【キシャメシ】ニボすぎて滅!極上のうまみに持っていかれる、中華そば さぶろう(江南区)の濃厚肉にぼし

にぼし出汁を使用したラーメンスープというのは昭和の昔からあった。多くは鶏ガラや豚ガラと組み合わせた、隠し味的なものだった。2000年代に登場したのが、にぼしが主役の「にぼしスムージー」のような濃厚スープのラーメン。こちらは発祥が青森らしい。

記者はこれに目がない。とんこつ、鶏白湯や背脂ラーメンなど「濃厚」と称されるラーメン系統はいくつかあるが、50歳を回るといくぶんキツくなってきた。

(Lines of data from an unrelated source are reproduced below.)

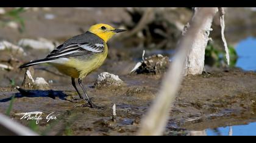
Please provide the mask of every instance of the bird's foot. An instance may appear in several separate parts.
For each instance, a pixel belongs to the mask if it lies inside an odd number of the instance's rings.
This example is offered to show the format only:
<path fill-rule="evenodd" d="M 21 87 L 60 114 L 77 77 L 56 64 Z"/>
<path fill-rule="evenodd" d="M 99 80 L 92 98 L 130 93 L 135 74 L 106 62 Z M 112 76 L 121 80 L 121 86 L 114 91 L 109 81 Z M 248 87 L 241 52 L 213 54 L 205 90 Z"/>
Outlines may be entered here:
<path fill-rule="evenodd" d="M 98 108 L 98 109 L 102 109 L 102 108 L 105 108 L 105 107 L 98 106 L 98 105 L 95 105 L 94 104 L 93 104 L 93 101 L 92 101 L 92 99 L 93 99 L 93 98 L 90 98 L 89 101 L 87 100 L 87 99 L 85 99 L 87 101 L 87 104 L 80 104 L 79 105 L 76 106 L 76 107 L 88 107 L 90 108 Z"/>

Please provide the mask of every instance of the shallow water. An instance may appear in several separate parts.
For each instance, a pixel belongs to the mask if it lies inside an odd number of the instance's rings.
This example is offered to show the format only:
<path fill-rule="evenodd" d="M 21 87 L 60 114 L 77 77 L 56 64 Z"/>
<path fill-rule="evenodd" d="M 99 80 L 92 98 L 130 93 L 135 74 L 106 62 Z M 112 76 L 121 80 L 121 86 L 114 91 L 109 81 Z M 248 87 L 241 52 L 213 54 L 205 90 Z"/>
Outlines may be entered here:
<path fill-rule="evenodd" d="M 244 70 L 256 70 L 256 38 L 249 37 L 241 41 L 236 47 L 238 55 L 236 66 Z"/>
<path fill-rule="evenodd" d="M 256 136 L 256 122 L 247 125 L 223 127 L 216 129 L 207 129 L 208 136 Z"/>

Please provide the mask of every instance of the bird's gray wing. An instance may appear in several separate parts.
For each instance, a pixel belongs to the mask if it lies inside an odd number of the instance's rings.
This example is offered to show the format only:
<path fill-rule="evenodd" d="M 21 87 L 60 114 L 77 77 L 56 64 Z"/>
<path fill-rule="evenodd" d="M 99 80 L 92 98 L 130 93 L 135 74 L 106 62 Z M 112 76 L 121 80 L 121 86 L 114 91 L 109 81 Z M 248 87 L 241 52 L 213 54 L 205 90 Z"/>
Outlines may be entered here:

しかしこれが「濃厚にぼし」となるとイケるのだ。

記者の推しの1店は新潟市江南区の「中華そば さぶろう」だ。人気店なので新潟のラーメンフリークで知らない人はもぐりである。昼時はほぼ確実に順番待ちが発生する。ただ実に回転が良く、そんなに長く待たされた記憶がない。あと午前10時からやっているので、ありがたい。

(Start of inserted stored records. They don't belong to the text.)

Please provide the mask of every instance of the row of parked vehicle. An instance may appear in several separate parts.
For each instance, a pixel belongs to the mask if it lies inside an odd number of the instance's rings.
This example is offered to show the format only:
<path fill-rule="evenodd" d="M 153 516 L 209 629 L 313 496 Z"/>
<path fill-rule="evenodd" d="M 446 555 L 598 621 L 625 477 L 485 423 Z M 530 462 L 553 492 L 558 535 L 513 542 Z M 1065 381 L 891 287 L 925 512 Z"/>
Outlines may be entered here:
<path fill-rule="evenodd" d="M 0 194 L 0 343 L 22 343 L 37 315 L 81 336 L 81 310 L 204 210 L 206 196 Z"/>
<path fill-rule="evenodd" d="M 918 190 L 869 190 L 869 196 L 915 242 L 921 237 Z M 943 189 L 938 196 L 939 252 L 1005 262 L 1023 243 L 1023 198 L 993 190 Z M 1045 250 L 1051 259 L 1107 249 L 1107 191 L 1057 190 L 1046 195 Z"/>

見ていて、実に効率よく稼働されているのがわかるスタッフの皆さん

入り口で券売機で食券を購入。今日は「濃厚肉にぼし(並)」(1000円)と半ライス(100円)で行くとする。

カウンターに座り、周囲を観察。店の奥ににぼしの箱が積まれているのが見える。上質な素材を使っているのだろう。店の規模を考えるとスタッフの数が多め。手際よく動いている。高回転の要因はこれか。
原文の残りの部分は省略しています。